Once you have changed the EZO boards to i2C you can now plug everything into the arduino and upload the code into your arduino. Plug the EZO boards into the mini tentacle shield and then plug that shield into the arduino. You’ll notice that the EZO boards make it impossible to plug the LCD screen directly on top – as the EZO circuits make the shield too tall – so you should use stackable headers to extend the connections so that you can plug the LCD screen on top without any problems. Make sure you download and install the U8glib library in your arduino IDE before uploading the code.
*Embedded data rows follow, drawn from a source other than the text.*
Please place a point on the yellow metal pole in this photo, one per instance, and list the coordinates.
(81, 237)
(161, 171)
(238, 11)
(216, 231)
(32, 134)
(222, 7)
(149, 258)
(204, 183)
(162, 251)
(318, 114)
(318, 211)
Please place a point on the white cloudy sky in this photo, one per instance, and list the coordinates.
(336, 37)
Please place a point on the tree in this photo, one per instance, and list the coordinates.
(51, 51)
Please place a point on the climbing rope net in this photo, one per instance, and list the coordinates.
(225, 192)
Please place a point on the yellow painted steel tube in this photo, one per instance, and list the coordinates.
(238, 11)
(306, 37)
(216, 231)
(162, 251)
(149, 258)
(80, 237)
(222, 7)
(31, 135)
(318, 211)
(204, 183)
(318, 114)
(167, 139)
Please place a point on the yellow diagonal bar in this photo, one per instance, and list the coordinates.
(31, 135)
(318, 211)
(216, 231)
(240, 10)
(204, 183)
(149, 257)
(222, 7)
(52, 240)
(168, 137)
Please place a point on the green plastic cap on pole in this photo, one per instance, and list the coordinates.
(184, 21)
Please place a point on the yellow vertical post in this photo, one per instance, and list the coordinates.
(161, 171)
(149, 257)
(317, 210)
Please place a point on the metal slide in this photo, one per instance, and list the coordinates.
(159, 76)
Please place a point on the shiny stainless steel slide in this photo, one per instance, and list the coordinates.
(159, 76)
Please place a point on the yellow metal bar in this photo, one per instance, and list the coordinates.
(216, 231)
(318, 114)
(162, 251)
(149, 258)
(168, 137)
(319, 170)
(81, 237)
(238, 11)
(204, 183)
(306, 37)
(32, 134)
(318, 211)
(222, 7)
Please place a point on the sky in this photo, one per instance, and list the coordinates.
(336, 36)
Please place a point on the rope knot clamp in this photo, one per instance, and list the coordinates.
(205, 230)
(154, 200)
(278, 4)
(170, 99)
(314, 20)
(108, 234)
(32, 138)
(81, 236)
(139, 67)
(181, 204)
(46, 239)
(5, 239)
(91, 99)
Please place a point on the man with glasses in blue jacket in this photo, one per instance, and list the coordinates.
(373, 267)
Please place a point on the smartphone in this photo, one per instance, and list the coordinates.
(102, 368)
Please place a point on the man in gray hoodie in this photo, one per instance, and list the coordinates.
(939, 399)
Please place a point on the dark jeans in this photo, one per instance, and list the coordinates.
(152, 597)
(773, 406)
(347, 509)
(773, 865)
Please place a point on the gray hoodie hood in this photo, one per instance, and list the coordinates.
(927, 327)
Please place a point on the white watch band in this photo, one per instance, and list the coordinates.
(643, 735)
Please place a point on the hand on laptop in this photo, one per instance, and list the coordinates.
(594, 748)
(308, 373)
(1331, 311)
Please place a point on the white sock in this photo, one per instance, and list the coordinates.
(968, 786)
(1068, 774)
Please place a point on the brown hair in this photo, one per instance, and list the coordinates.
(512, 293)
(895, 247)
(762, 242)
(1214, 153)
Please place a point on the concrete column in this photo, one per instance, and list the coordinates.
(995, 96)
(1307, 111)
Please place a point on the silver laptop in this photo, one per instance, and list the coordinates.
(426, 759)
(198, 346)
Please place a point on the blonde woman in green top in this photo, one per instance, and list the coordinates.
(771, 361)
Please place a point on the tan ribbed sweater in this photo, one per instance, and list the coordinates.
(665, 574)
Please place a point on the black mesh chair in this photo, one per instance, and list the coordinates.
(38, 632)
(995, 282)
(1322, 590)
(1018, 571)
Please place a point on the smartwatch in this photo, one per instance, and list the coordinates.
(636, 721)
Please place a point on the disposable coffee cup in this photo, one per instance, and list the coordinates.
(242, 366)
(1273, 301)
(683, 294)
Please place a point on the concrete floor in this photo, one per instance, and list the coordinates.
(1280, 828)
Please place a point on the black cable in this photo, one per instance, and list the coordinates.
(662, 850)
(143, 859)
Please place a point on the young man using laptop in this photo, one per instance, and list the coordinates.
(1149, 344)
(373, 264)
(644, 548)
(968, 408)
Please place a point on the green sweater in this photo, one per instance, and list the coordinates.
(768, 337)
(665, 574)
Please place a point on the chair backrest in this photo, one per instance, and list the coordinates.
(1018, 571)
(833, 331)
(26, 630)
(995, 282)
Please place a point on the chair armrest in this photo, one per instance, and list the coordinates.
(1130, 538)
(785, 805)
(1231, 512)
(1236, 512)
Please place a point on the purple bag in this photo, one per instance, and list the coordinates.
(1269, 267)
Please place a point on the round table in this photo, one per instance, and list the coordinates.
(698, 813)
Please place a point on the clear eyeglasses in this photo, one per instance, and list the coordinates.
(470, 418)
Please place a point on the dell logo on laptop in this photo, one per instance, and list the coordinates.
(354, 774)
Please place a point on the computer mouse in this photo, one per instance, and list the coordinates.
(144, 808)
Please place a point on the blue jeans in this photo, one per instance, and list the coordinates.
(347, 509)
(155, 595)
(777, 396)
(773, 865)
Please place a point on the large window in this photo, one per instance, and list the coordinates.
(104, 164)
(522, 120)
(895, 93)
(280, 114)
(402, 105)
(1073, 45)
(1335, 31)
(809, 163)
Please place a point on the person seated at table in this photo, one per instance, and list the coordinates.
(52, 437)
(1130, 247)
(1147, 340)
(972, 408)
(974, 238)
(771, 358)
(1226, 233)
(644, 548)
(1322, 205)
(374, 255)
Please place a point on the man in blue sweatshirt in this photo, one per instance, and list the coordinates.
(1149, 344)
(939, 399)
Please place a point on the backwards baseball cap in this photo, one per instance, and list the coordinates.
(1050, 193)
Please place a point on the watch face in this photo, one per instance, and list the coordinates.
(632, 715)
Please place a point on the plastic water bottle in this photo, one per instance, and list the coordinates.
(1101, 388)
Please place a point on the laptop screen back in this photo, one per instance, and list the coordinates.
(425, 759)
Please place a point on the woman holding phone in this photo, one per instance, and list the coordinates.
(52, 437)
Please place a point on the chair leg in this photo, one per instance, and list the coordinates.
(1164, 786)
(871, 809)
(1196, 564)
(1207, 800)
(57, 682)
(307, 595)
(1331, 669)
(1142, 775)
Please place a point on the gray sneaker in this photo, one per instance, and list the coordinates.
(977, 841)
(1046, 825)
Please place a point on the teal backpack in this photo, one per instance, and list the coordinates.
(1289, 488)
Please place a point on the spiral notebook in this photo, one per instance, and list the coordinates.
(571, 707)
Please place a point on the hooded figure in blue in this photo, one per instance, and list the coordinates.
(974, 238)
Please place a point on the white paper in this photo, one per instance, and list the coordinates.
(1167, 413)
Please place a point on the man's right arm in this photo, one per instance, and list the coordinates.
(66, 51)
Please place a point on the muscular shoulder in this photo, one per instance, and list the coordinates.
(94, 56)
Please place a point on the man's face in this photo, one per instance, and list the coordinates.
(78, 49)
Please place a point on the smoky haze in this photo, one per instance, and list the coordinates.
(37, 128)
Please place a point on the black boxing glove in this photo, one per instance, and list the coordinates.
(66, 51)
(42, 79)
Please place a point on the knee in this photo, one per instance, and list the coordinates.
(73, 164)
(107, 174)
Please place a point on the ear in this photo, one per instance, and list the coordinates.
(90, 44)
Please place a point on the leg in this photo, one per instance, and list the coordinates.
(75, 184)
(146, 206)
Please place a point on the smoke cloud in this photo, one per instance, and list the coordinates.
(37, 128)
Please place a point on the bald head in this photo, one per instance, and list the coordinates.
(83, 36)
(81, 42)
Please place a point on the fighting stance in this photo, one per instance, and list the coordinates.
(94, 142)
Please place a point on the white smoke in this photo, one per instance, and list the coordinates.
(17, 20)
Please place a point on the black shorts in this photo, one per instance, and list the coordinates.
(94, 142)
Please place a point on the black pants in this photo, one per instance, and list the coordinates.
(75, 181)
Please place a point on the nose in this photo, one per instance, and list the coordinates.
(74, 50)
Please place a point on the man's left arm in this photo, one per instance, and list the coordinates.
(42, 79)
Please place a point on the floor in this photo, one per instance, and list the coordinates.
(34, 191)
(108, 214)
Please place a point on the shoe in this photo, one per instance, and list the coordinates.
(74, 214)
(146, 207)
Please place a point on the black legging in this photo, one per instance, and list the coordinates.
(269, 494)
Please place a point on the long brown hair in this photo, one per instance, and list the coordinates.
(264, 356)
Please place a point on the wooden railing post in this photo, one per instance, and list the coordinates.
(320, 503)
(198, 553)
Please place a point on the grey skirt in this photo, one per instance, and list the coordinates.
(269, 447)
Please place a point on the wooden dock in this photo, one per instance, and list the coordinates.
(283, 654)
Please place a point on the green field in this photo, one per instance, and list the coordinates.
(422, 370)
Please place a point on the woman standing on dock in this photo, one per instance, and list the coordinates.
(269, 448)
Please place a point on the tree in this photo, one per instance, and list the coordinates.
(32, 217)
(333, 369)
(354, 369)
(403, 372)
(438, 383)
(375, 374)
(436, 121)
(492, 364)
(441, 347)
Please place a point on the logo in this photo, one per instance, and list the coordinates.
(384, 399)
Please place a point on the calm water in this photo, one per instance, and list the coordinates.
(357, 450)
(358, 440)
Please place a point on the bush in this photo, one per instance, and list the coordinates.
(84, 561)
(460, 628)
As with the previous code you’ll notice there are variables called PH_PARAM_A, PH_PARAM_B and EC_PARAM_A within the beginning of the code that you should change in order to calibrate your probes. Follow the instructions about calibration I gave in the previous post in order to figure this out. Using the calibration solutions that come with your kits you’ll be able to perform this calibration procedure. Whenever you want to calibrate your probes you should reset these variables to their original values, reupload the code and retake measurements.

Following this guide you will have a very robust sensor setup using very high quality probes. These probes are also coupled with a board that has no wire connections with the arduino, offering very high quality readings with very small amounts of noise. Additionally the LCD shield opens up the possibility to add more sensors to your station so that you can monitor, temperature, humidity, and carbon dioxide potentially from a single place.